In a recent study [5,6], seven cases of extrapulmonary and extracranial cryptococcosis in immunocompetent patients were reported, with the infections located in the perivertebral region, thigh, sternum, and neck; there were no reported cases in the pubic region. Our patient developed a subcutaneous abscess in the pubic region, and the infection was granulomatous in nature. It was accompanied by a cranial infection at the time of admission. According to a previous study [5], most cutaneous and subcutaneous lesions indicate disseminated cryptococcal infections, and are often accompanied by pulmonary or cranial infections. Thus, a study reported that soft tissue infection can be used as a key marker for cryptococcal dissemination [7]. Therefore, when soft tissue infection is detected, screening for lung and brain dissemination is recommended.

The features of soft tissue cryptococcal infection include abscess, vesicle, purpura, nodule, ulcer, granuloma, pustule, and cellulitis [8]. In pulmonary cryptococcosis, clinical findings such as cough, sputum, and chest pain are observed, and it is often preceded by malignancy or tuberculosis. There are reports that after the invasion of the central nervous system, the mortality in immunosuppressed patients reaches 30% to 50%; although symptoms of meningitis such as headache, fever, and visual loss can be observed, there may not be any typical symptoms present. In addition, arthritis, hepatitis, thyroiditis, sinusitis, and lymphadenopathy can be reported. Since most symptoms are not specific, they are often attributed to other diseases, and tissue culture or biopsy is necessary to confirm the diagnosis. However, due to the low fungal burden in the early stages of infection, and the fact that fungemia rarely occurs in immunocompetent patients, results may be negative even with repeated cultures. Therefore, obtaining tissue through surgical intervention is recommended for a more accurate diagnosis. Cryptococcus capsules are made up of glucuronoxylomannan and galactoxylomannan polysaccharides, so pathologic results are more reliable with special stains such as the Gomori methenamine silver stain and the mucicarmine stain. Our case was confirmed pathologically via invasive excisional biopsy and methenamine silver stain.

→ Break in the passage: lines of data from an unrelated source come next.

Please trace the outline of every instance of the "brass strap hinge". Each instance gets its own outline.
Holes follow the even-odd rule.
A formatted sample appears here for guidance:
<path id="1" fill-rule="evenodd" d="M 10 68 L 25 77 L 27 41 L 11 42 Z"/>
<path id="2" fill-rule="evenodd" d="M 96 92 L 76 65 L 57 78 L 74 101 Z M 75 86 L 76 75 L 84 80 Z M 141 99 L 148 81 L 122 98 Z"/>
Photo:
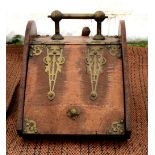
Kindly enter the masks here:
<path id="1" fill-rule="evenodd" d="M 87 73 L 90 74 L 91 79 L 91 93 L 90 99 L 96 100 L 97 98 L 97 85 L 99 75 L 103 72 L 103 65 L 105 65 L 106 59 L 103 57 L 103 48 L 96 46 L 88 46 L 86 65 Z"/>
<path id="2" fill-rule="evenodd" d="M 49 78 L 49 100 L 53 100 L 55 97 L 54 89 L 57 76 L 58 73 L 61 72 L 61 65 L 65 62 L 65 58 L 63 57 L 62 52 L 63 46 L 47 46 L 47 56 L 43 58 L 45 63 L 45 72 L 47 72 Z"/>

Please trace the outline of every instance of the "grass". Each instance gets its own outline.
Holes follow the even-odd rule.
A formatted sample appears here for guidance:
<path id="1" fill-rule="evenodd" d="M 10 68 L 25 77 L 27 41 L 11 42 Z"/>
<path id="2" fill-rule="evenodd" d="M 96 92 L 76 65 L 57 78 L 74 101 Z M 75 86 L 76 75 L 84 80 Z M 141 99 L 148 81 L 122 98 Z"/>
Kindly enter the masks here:
<path id="1" fill-rule="evenodd" d="M 133 41 L 127 42 L 128 46 L 148 47 L 148 41 Z"/>

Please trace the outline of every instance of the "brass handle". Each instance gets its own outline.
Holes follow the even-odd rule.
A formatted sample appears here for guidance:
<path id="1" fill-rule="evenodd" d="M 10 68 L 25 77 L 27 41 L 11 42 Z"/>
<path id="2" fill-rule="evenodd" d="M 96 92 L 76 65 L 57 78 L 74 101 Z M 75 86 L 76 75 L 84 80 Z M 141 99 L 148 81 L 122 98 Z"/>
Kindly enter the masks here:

This patient was immunocompetent, but because he worked in the construction industry and was in an environment exposed to contaminated dust, and because he had a history of nontuberculous mycobacterial pneumonia, he may have been vulnerable to pulmonary infections and even could have been misdiagnosed. In addition, the patient underwent penile foreign body injection through the pubic region in the past, which may have resulted in scar formation or foreign body reaction in the area; this could have led to local immunosuppression, providing the ideal conditions for subcutaneous dissemination that could have promoted cryptococcal dissemination.

This case is an example of a cryptococcal abscess with dissemination in the pubic region of an immunocompetent patient. We were able to accurately diagnose and treat the patient via surgical excision and antifungal agents. While there is no established cure for subcutaneous cryptococcal abscesses, surgical excision, which can simultaneously achieve accurate diagnosis and treatment, is considered to be an effective treatment method.